There was a loud rumble of thunder and out of no-where I heard a voice say, “Tom, I want you to be… a vicar!” Maybe that’s how we imagine people are called…the reality in most cases – and certainly mine – was quite different.
Growing up, I never thought of being a minister. Not least, because I was personally ambivalent in matters of faith. I grew up in church because my parents took us every Sunday. But despite familiarity with the language, culture and beliefs of Christianity, Jesus was to me like mis-directed mail; “unknown at this address – return to sender”.
At 19, I went to university in London where a friend said, “Come and try my church…and try the University Christian Union.” I did – and both had a profound effect on me. It was during this time I met a speaker called Andy. He gave 4 talks from John’s gospel; his words about Jesus struck home with such force, I knew he was real (Jesus, that is, not Andy… though Andy was real too!).
All Christians are called; to serve God in the local church in whatever way they can. But some are called to have oversight, leadership and teaching responsibility within the church. I seem to be one of them.
I began to explore this possibility of ordained ministry. I wasn’t entirely sure about the idea, but other people who knew me well encouraged me. There was quite a long discernment process involving reading, interviews, visits to other churches and eventually a national selection panel, called a BAP. The final decision is well and truly in the hands of others – experienced people seeking God’s will for your life and the church. I was recommended for training.

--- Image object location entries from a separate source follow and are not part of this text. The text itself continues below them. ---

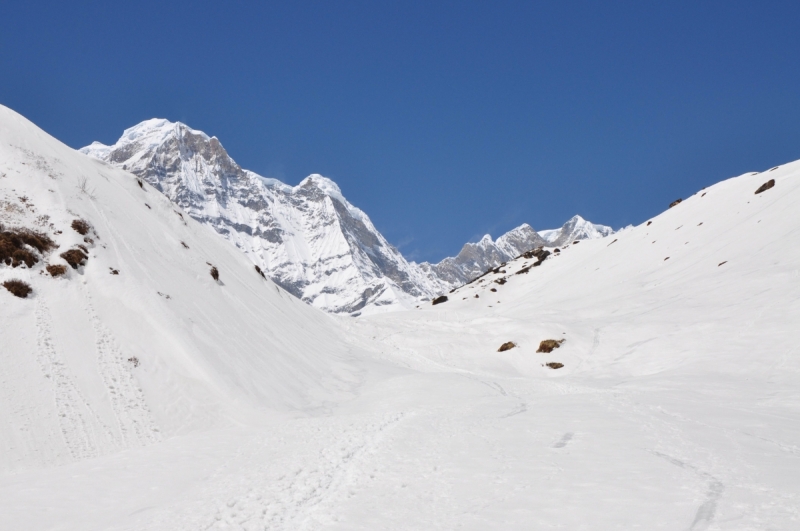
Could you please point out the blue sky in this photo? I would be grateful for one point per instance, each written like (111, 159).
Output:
(442, 120)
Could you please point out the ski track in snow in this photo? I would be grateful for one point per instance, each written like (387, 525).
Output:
(70, 403)
(299, 490)
(134, 420)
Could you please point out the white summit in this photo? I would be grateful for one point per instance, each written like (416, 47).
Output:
(160, 398)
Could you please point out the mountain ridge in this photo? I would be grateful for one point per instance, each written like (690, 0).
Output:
(308, 238)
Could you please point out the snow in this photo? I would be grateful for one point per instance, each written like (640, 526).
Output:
(307, 238)
(678, 406)
(576, 228)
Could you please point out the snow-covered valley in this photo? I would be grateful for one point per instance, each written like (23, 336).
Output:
(307, 238)
(162, 398)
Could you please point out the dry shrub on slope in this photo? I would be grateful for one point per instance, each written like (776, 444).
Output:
(75, 257)
(18, 288)
(56, 270)
(506, 346)
(548, 345)
(82, 227)
(14, 246)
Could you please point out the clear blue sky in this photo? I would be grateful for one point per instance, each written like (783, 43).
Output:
(442, 120)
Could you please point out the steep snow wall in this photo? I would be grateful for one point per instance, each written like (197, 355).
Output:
(95, 361)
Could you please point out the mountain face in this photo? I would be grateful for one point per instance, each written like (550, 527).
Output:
(475, 258)
(308, 238)
(125, 338)
(576, 228)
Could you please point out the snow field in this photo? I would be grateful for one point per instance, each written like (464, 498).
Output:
(677, 407)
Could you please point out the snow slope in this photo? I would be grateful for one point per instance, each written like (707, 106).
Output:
(308, 238)
(207, 353)
(678, 405)
(576, 228)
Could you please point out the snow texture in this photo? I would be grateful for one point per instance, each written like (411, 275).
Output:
(308, 238)
(677, 407)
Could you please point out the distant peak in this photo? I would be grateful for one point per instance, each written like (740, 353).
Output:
(322, 183)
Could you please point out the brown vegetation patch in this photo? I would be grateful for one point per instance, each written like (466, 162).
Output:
(14, 246)
(57, 270)
(75, 257)
(81, 226)
(18, 288)
(548, 345)
(766, 186)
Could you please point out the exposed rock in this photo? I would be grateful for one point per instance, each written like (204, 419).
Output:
(766, 186)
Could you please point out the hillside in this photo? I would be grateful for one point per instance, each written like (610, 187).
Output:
(161, 398)
(307, 238)
(139, 343)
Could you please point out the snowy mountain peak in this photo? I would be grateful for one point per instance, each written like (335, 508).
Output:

I studied at theological college in Oxford for 3 years before a curacy (think vicar-apprenticeship) in Leicestershire. In 2014, that ended – it was time to move.
People often ask me “does the church just deploy you and you go where they send you?” as if clergy have no choice in the matter. It’s not like that at all. You trawl through the vacancies and apply for the ones that appeal, much like any other job. We weren’t sent to Ipswich. We chose to come – called by God to a unique opportunity in a unique town.